FedRAMP (Federal Risk and Authorization Management Program) is a government-wide program that streamlines the assessment, authorization and continuous-monitoring (ConMon) requirements for cloud-based IT services. It is how the federal government ensures that its cloud IT services do not put sensitive data or systems at unnecessary risk. Bottom line, Cloud Service Providers (CSPs) wanting to serve US government agencies must first obtain a FedRAMP Authorization to Operate (ATO).
Designed to apply the National Institute of Standards and Technology’s (NIST) Risk Management Framework (RMF) approach to cloud solutions, the FedRAMP program embraces the concept that CSPs can build and verify their compliant Cloud Service Offerings (CSOs) once and use that verification to deliver it multiple times to multiple agencies.

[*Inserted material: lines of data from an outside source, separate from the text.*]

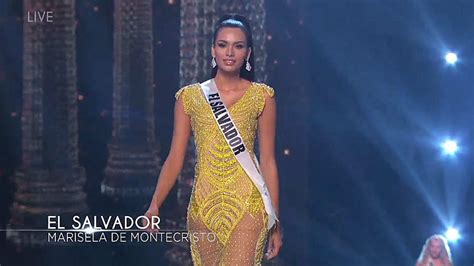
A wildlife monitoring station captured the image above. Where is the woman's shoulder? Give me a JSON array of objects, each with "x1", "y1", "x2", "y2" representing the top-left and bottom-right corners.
[
  {"x1": 174, "y1": 83, "x2": 199, "y2": 100},
  {"x1": 253, "y1": 82, "x2": 275, "y2": 97}
]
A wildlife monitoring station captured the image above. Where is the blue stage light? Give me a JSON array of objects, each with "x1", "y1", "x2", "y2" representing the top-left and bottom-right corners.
[
  {"x1": 445, "y1": 227, "x2": 461, "y2": 242},
  {"x1": 441, "y1": 139, "x2": 459, "y2": 155},
  {"x1": 444, "y1": 52, "x2": 458, "y2": 65}
]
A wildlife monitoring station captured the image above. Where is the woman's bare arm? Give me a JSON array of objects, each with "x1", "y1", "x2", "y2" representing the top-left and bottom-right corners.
[
  {"x1": 258, "y1": 93, "x2": 280, "y2": 216},
  {"x1": 149, "y1": 96, "x2": 191, "y2": 210}
]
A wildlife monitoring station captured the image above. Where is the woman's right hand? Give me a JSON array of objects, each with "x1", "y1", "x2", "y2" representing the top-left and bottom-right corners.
[{"x1": 142, "y1": 207, "x2": 160, "y2": 233}]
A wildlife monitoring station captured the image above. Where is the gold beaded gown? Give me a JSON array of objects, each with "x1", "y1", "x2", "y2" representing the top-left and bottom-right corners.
[{"x1": 175, "y1": 82, "x2": 275, "y2": 265}]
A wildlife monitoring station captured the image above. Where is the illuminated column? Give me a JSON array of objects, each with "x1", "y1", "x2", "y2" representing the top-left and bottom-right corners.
[
  {"x1": 102, "y1": 0, "x2": 160, "y2": 198},
  {"x1": 7, "y1": 0, "x2": 88, "y2": 245}
]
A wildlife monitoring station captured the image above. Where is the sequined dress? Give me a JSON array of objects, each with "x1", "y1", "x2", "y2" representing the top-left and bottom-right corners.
[{"x1": 175, "y1": 82, "x2": 275, "y2": 265}]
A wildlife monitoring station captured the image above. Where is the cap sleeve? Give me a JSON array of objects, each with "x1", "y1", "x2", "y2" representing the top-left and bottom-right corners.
[
  {"x1": 263, "y1": 84, "x2": 275, "y2": 98},
  {"x1": 257, "y1": 83, "x2": 275, "y2": 116},
  {"x1": 174, "y1": 87, "x2": 190, "y2": 115}
]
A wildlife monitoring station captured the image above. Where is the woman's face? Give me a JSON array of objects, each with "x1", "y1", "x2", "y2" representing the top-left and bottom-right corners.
[
  {"x1": 211, "y1": 27, "x2": 251, "y2": 73},
  {"x1": 430, "y1": 239, "x2": 443, "y2": 259}
]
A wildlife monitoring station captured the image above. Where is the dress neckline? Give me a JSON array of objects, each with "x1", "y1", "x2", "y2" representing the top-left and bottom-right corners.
[{"x1": 213, "y1": 78, "x2": 254, "y2": 112}]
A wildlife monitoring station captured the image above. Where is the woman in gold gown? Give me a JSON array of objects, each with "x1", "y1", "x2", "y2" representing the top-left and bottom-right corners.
[{"x1": 145, "y1": 15, "x2": 282, "y2": 265}]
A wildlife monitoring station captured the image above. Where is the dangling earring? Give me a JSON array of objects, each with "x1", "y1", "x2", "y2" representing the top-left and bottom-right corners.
[
  {"x1": 245, "y1": 58, "x2": 252, "y2": 71},
  {"x1": 211, "y1": 57, "x2": 217, "y2": 68}
]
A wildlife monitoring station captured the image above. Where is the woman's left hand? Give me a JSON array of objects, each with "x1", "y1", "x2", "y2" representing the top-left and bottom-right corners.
[{"x1": 265, "y1": 223, "x2": 283, "y2": 260}]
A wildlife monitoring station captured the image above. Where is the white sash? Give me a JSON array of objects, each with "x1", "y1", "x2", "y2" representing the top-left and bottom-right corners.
[{"x1": 200, "y1": 79, "x2": 279, "y2": 229}]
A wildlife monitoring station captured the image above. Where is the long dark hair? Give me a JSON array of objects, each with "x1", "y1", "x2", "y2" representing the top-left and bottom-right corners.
[{"x1": 211, "y1": 14, "x2": 255, "y2": 81}]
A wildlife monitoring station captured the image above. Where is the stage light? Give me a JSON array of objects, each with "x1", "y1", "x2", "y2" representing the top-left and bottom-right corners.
[
  {"x1": 441, "y1": 139, "x2": 459, "y2": 155},
  {"x1": 444, "y1": 52, "x2": 458, "y2": 65},
  {"x1": 445, "y1": 227, "x2": 461, "y2": 242}
]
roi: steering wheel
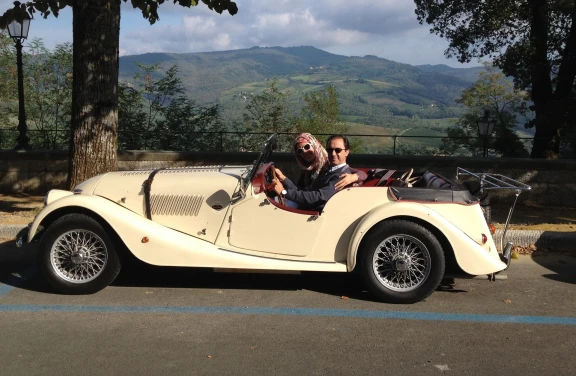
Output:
[268,165,284,205]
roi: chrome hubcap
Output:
[372,235,431,292]
[50,230,108,283]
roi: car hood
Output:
[84,166,246,215]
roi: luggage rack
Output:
[456,167,532,265]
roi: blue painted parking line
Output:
[0,284,16,298]
[0,304,576,325]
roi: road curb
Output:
[0,224,576,249]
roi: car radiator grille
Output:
[150,195,204,216]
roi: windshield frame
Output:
[242,133,277,192]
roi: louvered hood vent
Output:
[122,166,224,176]
[150,194,204,217]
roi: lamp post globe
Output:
[476,110,495,157]
[8,1,31,150]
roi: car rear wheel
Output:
[40,214,121,294]
[360,220,445,304]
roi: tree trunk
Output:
[68,0,121,189]
[530,0,559,158]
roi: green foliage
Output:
[0,0,238,29]
[120,47,470,126]
[0,32,72,149]
[294,85,362,153]
[440,64,528,157]
[24,39,72,149]
[294,85,348,138]
[118,64,224,151]
[415,0,576,158]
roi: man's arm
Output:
[284,174,339,208]
[350,167,368,181]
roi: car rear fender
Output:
[347,202,506,275]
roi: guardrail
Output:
[0,129,573,158]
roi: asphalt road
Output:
[0,243,576,375]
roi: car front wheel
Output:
[359,220,445,304]
[40,214,120,294]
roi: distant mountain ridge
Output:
[120,46,483,131]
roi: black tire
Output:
[480,195,492,224]
[463,181,492,223]
[39,214,121,294]
[359,220,446,304]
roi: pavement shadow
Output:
[113,260,375,300]
[531,251,576,284]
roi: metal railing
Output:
[0,128,574,158]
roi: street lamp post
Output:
[8,1,30,150]
[476,110,495,157]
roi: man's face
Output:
[326,138,350,166]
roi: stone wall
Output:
[0,150,576,208]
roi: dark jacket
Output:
[296,167,368,189]
[282,165,350,211]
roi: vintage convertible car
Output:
[18,136,529,303]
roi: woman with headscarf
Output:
[276,133,367,191]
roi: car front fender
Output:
[347,202,506,275]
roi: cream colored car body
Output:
[28,166,506,275]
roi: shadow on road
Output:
[532,251,576,284]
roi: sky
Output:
[0,0,480,68]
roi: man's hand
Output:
[274,167,286,182]
[334,174,358,191]
[272,179,284,196]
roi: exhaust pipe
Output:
[500,242,514,270]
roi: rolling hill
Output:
[120,46,482,135]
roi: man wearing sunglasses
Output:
[272,135,351,211]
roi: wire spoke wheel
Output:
[372,235,431,292]
[50,229,108,284]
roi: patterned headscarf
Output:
[292,133,328,175]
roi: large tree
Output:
[440,64,528,157]
[0,0,238,187]
[415,0,576,158]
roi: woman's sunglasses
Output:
[326,148,346,154]
[296,144,312,155]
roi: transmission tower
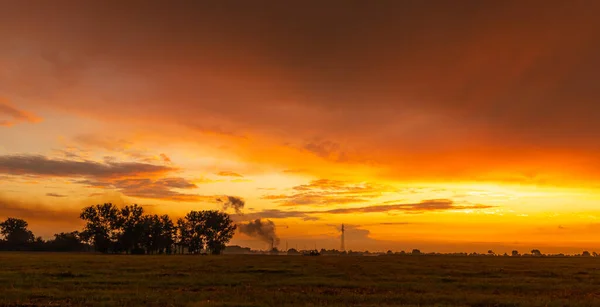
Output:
[342,224,346,252]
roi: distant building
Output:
[223,245,252,255]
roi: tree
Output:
[79,203,120,253]
[581,251,592,257]
[202,210,237,255]
[175,218,191,254]
[182,211,204,254]
[142,214,162,254]
[46,231,87,252]
[158,214,175,254]
[0,217,35,248]
[115,205,144,253]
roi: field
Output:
[0,253,600,306]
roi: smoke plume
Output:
[217,196,246,214]
[238,219,279,246]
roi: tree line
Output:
[0,203,236,254]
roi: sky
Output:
[0,0,600,253]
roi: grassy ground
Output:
[0,253,600,306]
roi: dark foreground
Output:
[0,253,600,306]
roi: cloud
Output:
[74,177,210,203]
[46,193,67,197]
[0,1,600,185]
[303,141,348,162]
[237,219,279,246]
[73,134,133,151]
[0,99,41,127]
[160,153,172,163]
[311,199,494,214]
[238,199,494,221]
[234,209,319,221]
[0,194,81,226]
[217,171,244,177]
[217,196,246,214]
[263,179,395,207]
[0,155,175,178]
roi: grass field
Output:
[0,253,600,306]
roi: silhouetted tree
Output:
[0,217,35,249]
[581,251,592,257]
[175,218,191,254]
[115,205,144,254]
[80,203,120,253]
[183,211,204,254]
[158,214,175,254]
[46,231,87,252]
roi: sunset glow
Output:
[0,1,600,253]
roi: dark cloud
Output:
[217,196,246,214]
[107,178,199,201]
[0,98,41,126]
[237,219,279,246]
[46,193,67,197]
[312,199,494,214]
[237,199,494,221]
[263,179,395,207]
[217,171,244,177]
[303,141,348,162]
[0,0,600,183]
[0,194,81,226]
[235,209,319,221]
[160,153,172,163]
[0,155,175,178]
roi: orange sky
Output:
[0,1,600,252]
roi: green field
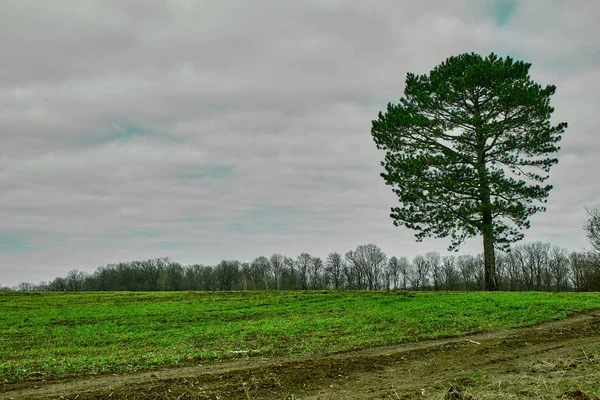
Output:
[0,291,600,384]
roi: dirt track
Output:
[0,311,600,400]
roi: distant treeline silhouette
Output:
[2,242,600,292]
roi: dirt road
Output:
[0,311,600,400]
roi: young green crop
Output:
[0,291,600,384]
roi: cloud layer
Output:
[0,0,600,285]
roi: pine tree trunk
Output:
[482,213,498,291]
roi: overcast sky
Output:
[0,0,600,286]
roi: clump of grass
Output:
[0,291,600,383]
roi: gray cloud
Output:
[0,0,600,285]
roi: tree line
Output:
[3,242,600,292]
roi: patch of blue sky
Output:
[0,231,66,253]
[131,229,162,239]
[313,176,357,192]
[181,165,233,181]
[80,120,182,146]
[490,0,519,27]
[226,205,303,235]
[152,240,192,250]
[0,233,36,253]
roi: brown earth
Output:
[0,310,600,400]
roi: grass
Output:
[0,291,600,384]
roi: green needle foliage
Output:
[372,53,567,290]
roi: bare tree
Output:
[385,256,400,290]
[398,257,411,290]
[410,255,429,290]
[549,246,569,292]
[250,256,271,290]
[583,206,600,253]
[425,251,442,290]
[308,257,323,290]
[296,253,312,290]
[269,254,285,290]
[441,255,460,290]
[325,253,345,290]
[346,244,387,290]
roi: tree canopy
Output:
[371,53,567,290]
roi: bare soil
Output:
[0,310,600,400]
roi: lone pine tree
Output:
[371,53,567,290]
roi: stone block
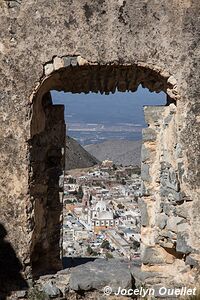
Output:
[144,106,166,126]
[43,281,62,298]
[141,163,151,182]
[141,247,173,265]
[53,56,64,70]
[176,232,192,254]
[69,259,133,292]
[160,186,183,205]
[142,128,157,142]
[63,56,71,67]
[138,198,149,227]
[176,143,183,158]
[166,217,185,232]
[156,213,167,229]
[130,266,160,287]
[77,55,88,66]
[141,144,151,162]
[175,202,190,219]
[44,63,54,76]
[185,254,200,268]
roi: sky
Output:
[51,86,166,126]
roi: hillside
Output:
[65,136,99,170]
[84,140,141,166]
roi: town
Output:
[63,160,142,260]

FedRAMP ATO Acceleration with AWS
Amazon Web Services (AWS) offers IaaS and PaaS services that have been accredited at the FedRAMP High and Moderate levels. AWS offers two regions – East/West (Commercial) and AWS GovCloud (Government Cloud). Cloud Service Providers (CSP) looking to provide SaaS solutions to US Government or DOD agencies can accelerate their FedRAMP compliance project by leveraging and developing their cloud solution using pre-accredited services.
FedRAMP compliance requires implementing NIST SP 800-53 based controls that mandate management, operations and technical capabilities that must be implementing by a Cloud Service Provider. Using IaaS and PaaS services that have been previously accredited, allows inheriting controls which then don’t have to be implemented by the CSP. Additionally, AWS offers a variety of value-added services that allow for the rapid implementation of technical controls related to vulnerability management and continuous monitoring. A great example is Physical and Environmental Protection (PE) controls, dealing with protecting the data center and physical assets. A hyper-scale cloud service like AWS already has met all of the requirements associated with PE controls. This allows a CSP to leverage those controls and avoid having to implement these controls.
AWS offers a number of other accelerators, including the Landing Zone Accelerator (LZA) and a specialized set of partners through the ATO on AWS program. ATO on AWS partners have deep domain expertise with delivering compliant architectures, documentation and continuous monitoring services. Using experienced subject matter experts in AWS, security and compliance can help reduce the time and cost of FedRAMP compliance projects.